Around the mid- to late-'90s, I was once again looking to play more records and wanted better sound. I took my cartridge to a neighborhood Radio Shack, and he looked at it and said, "I can get you one to replace that that'll blow you away, but it'll cost around $70." I decided to try it. It was another Shure - something called a Presence 2, but an upgraded one with an elliptical stylus, something I hadn't ever had up to that point. I was truly impressed with it. It brought out things in my records that I never knew were there.

Sometime later, I again wanted to upgrade. Now I was looking for any kind of subtle improvement, since the records sounded really good. The Radio Shacks were no longer selling anything I was interested in - just a low-end model. I found a site that compared and sold various cartridges and ended up ordering an Audio Technica AT316EP. The price was around $80-$100 and I used it for awhile, but the sound never impressed me. I thought maybe I was jaded from listening to too many bright CDs, but this thing sounded dull to me.

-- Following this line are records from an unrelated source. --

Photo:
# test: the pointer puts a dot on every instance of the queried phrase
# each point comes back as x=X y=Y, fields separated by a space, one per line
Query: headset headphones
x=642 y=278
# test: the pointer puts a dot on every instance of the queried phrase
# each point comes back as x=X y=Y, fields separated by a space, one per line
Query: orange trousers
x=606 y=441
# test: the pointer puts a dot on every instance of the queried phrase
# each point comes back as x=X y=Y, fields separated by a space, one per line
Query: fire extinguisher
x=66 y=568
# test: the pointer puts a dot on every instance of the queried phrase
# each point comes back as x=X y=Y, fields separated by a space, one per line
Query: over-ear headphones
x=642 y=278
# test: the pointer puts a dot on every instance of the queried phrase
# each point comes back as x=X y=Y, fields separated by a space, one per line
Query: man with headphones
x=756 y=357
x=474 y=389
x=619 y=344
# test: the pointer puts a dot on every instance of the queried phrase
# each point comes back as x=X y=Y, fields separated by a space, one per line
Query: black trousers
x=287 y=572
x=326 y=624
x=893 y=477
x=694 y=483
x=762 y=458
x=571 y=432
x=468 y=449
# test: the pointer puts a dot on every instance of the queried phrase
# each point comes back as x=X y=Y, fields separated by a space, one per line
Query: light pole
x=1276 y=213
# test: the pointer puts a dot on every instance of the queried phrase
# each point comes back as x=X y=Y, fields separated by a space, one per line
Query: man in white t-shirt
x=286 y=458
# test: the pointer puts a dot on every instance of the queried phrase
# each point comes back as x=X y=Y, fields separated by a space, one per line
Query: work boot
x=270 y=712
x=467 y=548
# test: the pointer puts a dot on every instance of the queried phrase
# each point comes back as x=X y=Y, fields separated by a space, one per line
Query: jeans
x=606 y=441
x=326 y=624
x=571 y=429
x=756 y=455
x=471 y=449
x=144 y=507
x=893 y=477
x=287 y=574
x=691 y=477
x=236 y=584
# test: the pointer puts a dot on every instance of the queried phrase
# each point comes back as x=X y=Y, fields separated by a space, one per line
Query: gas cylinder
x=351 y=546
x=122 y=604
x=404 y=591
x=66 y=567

Later I went into a high-end audio store to see what they had. They sold me an Ortofon OMP10 for around $80 that once again blew me away. My simple little Technics turntable never sounded better. That's what I'm using today, and will probably continue to use it as long as they keep making them.

I understand that Ortofon used to make three cartridges in the line, the OMP10, the OMP20, and the OMP30, each one supposedly an upgrade from the lower one. If I'm correct, they still manufacture the OMP10, but now to upgrade, you have to buy just a stylus to upgrade to the -20 or the -30. I'm really happy with the 10, but one wonders what awaits with the much more expensive stylus in the 20 or the 30.

Recently, as an experiment, I took out the OMP10 and put in the AT 316EP and got the same result - a rather dull sound. So I put back the OMP10.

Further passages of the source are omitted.